How to prove that $3^i5^j$ can never be a perfect number?

Question

I need to prove that $3^i5^j$ can never be a perfect number. How do I tackle this problem. I know that a perfect number is a positive number which is equal to the sum of its positive divisors excluding the number itself. But how do I prove that the number $3^i5^j$ is not perfect?

Answer 1

If $p$ is a prime and $p^k$ is a perfect number for some $k \in N$, then $\sigma (p^k)=2p^k$.

Also, $\sigma (p^k)=\frac {p^{k+1}-1}{p-1}$.

Therefore, for $3^i5^j$ to be a perfect number, the following,

$(\frac{3^{i+1}-1}{2})(\frac{5^{j+1}-1}{4})=2*3^i5^j$ should be true.
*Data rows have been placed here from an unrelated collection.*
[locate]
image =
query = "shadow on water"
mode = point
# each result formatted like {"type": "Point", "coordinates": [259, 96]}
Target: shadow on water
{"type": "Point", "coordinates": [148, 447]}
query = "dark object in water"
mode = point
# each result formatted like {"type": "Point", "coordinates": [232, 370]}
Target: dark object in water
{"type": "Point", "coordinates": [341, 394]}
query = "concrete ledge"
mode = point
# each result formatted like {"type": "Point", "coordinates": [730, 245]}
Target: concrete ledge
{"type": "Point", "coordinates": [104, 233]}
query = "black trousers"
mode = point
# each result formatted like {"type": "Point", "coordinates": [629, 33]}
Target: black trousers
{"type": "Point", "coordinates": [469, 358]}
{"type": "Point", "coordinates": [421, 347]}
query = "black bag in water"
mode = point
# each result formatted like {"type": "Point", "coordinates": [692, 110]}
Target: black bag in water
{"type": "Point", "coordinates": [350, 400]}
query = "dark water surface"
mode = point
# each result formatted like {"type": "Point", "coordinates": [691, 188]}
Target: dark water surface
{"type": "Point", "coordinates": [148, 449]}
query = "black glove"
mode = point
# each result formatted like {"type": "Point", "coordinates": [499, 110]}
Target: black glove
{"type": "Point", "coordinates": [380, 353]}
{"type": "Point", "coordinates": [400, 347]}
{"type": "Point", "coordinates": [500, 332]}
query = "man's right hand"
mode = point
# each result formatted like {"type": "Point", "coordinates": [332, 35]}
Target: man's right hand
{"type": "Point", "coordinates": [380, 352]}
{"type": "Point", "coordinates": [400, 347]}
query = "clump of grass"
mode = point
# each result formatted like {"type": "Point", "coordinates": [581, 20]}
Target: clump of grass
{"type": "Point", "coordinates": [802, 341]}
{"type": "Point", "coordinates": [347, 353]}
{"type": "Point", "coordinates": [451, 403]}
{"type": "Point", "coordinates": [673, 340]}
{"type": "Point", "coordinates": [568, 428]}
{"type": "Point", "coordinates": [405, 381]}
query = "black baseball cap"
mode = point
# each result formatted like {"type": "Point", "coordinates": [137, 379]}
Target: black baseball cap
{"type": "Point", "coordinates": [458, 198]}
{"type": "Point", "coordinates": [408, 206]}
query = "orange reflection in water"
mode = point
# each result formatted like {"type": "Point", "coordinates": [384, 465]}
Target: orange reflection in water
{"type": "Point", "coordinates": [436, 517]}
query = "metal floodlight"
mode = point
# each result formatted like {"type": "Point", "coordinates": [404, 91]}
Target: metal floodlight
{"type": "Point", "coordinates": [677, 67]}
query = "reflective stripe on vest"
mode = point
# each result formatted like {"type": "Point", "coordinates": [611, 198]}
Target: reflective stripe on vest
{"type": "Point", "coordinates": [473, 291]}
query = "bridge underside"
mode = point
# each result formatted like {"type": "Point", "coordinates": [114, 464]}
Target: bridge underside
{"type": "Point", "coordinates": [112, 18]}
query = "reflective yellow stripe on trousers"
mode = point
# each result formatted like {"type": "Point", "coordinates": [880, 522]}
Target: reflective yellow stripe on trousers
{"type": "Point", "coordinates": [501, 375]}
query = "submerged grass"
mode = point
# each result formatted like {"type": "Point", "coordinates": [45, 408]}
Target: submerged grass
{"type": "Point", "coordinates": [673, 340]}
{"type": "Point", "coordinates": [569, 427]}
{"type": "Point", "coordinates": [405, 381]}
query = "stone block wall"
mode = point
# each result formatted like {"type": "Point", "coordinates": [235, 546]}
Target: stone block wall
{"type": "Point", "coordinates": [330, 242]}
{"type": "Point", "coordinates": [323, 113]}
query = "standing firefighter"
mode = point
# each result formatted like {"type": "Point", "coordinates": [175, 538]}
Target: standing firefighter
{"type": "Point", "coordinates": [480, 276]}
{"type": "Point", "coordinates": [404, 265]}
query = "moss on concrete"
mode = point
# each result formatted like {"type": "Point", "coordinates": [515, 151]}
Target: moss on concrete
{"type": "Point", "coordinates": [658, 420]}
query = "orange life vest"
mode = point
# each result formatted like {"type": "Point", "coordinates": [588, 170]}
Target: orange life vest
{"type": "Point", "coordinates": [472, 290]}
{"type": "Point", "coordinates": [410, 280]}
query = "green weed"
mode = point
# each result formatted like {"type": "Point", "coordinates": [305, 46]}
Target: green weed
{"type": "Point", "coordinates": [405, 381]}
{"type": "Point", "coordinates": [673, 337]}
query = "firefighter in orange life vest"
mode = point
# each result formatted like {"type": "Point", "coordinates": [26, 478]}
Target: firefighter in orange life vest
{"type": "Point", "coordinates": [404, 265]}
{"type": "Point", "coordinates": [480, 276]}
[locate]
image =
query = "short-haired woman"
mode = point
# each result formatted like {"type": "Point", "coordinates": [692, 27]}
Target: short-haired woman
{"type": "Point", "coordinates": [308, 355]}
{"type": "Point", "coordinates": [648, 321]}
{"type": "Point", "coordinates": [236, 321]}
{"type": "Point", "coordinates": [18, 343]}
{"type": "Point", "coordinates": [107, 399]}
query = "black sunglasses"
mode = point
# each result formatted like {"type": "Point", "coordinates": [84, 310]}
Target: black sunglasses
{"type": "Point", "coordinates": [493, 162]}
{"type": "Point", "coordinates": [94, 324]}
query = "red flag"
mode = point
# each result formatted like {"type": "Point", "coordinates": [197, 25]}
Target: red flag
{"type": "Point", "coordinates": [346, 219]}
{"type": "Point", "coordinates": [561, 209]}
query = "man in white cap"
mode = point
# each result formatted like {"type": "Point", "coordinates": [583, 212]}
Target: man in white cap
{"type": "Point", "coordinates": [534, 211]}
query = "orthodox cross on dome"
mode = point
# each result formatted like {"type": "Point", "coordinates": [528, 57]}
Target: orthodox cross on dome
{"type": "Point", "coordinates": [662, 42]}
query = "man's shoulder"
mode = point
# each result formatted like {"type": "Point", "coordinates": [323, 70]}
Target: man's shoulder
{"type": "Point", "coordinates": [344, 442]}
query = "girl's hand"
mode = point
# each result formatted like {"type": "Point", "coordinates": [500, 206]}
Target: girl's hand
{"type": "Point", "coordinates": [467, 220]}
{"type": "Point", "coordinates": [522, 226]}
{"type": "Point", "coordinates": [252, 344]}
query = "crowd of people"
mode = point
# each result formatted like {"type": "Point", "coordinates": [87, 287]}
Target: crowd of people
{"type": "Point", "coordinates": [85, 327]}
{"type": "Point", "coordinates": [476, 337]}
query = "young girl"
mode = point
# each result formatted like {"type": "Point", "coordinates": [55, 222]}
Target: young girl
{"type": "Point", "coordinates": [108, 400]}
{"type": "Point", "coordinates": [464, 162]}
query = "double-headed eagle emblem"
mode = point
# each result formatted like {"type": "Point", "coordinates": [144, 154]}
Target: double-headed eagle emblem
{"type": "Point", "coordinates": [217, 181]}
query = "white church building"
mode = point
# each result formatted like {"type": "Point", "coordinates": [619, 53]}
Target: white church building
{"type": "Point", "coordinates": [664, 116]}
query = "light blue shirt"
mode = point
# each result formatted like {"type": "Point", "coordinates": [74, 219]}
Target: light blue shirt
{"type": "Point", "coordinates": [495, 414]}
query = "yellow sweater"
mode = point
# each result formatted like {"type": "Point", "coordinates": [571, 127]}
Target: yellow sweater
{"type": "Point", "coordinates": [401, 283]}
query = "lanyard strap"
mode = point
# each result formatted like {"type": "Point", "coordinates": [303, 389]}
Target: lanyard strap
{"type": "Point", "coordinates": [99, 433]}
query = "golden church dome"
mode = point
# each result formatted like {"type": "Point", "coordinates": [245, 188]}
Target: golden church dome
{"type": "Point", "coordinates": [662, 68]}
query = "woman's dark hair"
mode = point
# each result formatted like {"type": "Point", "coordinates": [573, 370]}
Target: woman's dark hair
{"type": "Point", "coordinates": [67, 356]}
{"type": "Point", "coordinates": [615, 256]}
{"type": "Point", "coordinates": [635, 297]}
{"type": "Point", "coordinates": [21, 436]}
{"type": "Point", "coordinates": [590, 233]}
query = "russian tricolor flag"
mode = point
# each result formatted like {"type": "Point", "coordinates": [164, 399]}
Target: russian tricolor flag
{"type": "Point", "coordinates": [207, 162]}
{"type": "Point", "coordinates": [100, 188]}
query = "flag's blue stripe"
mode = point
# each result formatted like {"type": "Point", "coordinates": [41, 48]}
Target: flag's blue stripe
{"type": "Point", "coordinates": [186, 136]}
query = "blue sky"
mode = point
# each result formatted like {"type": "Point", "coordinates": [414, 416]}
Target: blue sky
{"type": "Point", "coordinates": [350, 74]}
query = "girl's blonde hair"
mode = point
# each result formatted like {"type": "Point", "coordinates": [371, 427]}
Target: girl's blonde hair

($3^{i+1})(5^{j+1})-3^{i+1}-5^{j+1}+1=16*3^i5^j$

$-3^i5^j=3^{i+1}+5^{j+1}-1$, which is clearly false.

Hence, $3^i5^j$ is not a perfect number.

Answer 2

Hint #1: For $p$ a prime number, you have $$\dfrac{\sigma(p^x)}{p^x} = \dfrac{p^{x+1} - 1}{{p^x}(p - 1)} < \dfrac{p^{x+1}}{{p^x}(p - 1)} = \dfrac{p}{p - 1},$$ where $\sigma(y)$ is the sum of the divisors of $y$.

Hint #2: The $\sigma$ function is multiplicative.